# Залесье



## Fresie

Hi everybody,

Any fantasy fans here? 

I need your help again, I'm afraid. Залесье, in a Russian fantasy novel, is the name of a medieval-type village which means something along the lines of "the place beyond the woods". It's one-word and sounds charmingly poetic. Any ideas how one could translate a place name like this into English without losing its brevity or charm? Tolkien immediately springs to mind but I feel completely blocked...

Thank you very much in advance!


----------



## Rosett

"Zalesia" should be good for the given purpose. It is one-word yet charmingly poetic (and fictitious, too.)

He-Man.org - Universe Guide - Ruins of Zalesia
Ruins of Zalesia. Episode Appearnces (in production order): "Lessons" "The Price of Deceit" "Second Skin"

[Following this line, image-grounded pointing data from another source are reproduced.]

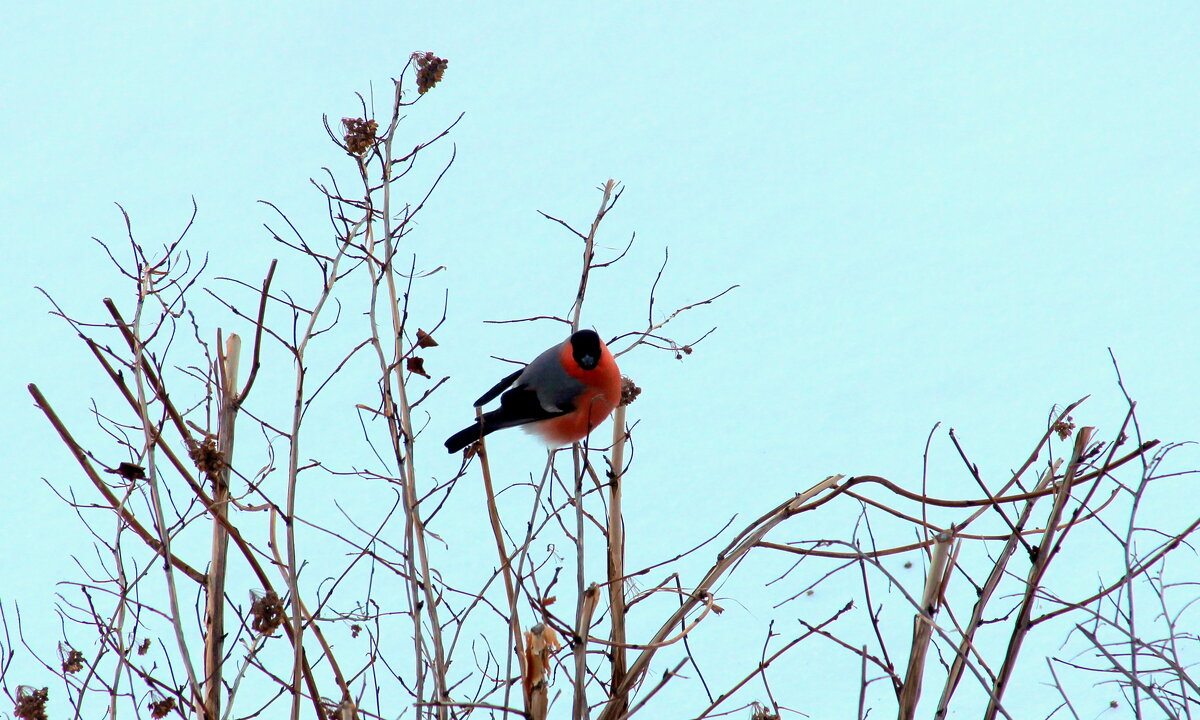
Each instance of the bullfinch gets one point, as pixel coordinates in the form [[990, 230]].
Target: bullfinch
[[562, 395]]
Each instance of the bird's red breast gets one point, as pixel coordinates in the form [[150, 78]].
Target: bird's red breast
[[594, 403]]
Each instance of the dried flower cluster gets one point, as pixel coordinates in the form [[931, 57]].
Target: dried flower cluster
[[31, 703], [207, 457], [268, 613], [72, 663], [430, 70], [629, 391], [1063, 427], [162, 708], [360, 135]]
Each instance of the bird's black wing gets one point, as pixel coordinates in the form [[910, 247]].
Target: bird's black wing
[[499, 388]]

In order to make it more English, you may want to consider "Thalesia," which is still phonetic.


----------



## Enquiring Mind

Hmm, in most cases translating the name is not recommended practice. No-one (who wants to be taken seriously) attempts to translate Ясная Поляна as a place name, for example. They transliterate it and since it, too, is "charmingly poetic" in its own way, the meaning is often explained on first mention. Another issue is whether the translation is intended for an AE- or other English-speaking audience, as there are socio-cultural considerations here. Anything ending in -_ville_, for example, loses all semblance of poetry to my (BE) ear.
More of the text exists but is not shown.